Whether baked goods are raw or partially cooked, using shock freezing methods can provide a range of benefits for bakeries that will increase efficiency, preserve quality, and help with profitability.
Unlike other types of applications like chocolate or standard food storage, freezing dough and other baked products comes with a different set of considerations. For example, very cold temperatures can impact the effectiveness of yeast. The structure of dough needs to be preserved, and the ingredients in dough can also impact its freezing point. One way to help mitigate some of these challenges is with shock freezing technology.
Here are three ways shock freezing can help in bakery settings.
When you shock freeze dough, batter, or even par-baked goods, they can be preserved for longer periods of time. As many bakery operations are moving toward models that don't require full production of product, using shock freezers can be a great way to enhance the viability of dough and expand the overall reach of the operation.
When breads are fully cooked, the best way to preserve quality before storage or shipping is to use shock freezer technology. This is great for extending the shelf life of baked goods, as well as make it easier to preserve quality as product is shipped to other locations.

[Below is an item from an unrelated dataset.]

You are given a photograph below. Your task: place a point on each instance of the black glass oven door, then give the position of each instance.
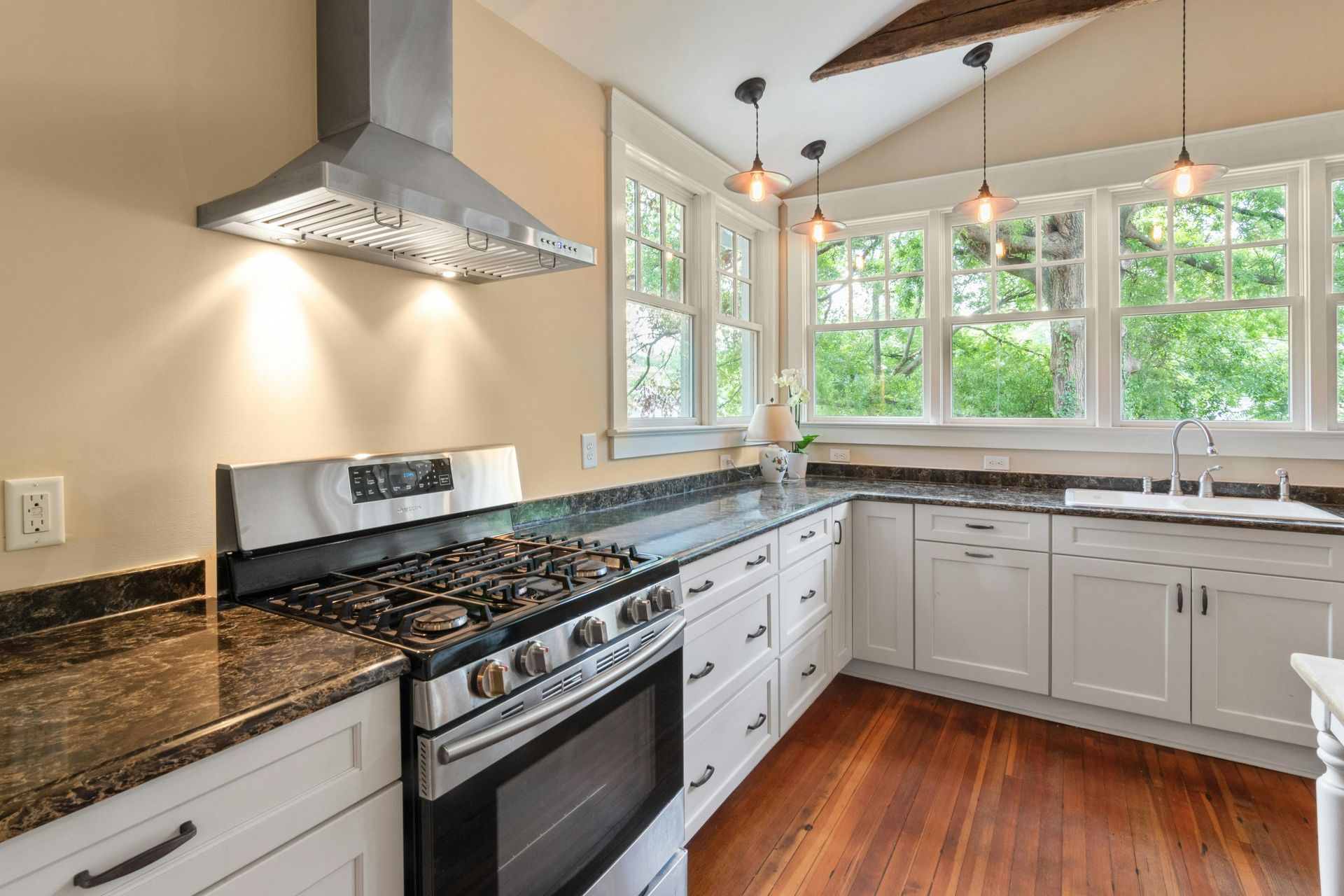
(547, 811)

With shock freezing, high-production operations can be prepared for peak demand. Even when day-to-day production capacity might not result in sufficient inventory, shock freezing can allow operations to produce and store enough product without sacrificing quality.
When operators drastically reduce temperatures of dough or bread before cold storage, and when the process is done quickly and efficiently, shock freezing can help eliminate the negative effects on starch. Shock freezing can also ensure freshness and help prevent the formation of mold, especially for fully-baked goods that often emerge from ovens in a warm state and are quickly stored in plastic bags. The quicker these breads reach proper cold temperatures, the greater the chance to preserve quality.
With shock freezing, the potential for large ice crystals to form -- or as we know it, freezer burn -- is diminished. Freezer burn can change the flavors and aromas of breads and baked goods, so the goal should always be to eliminate it.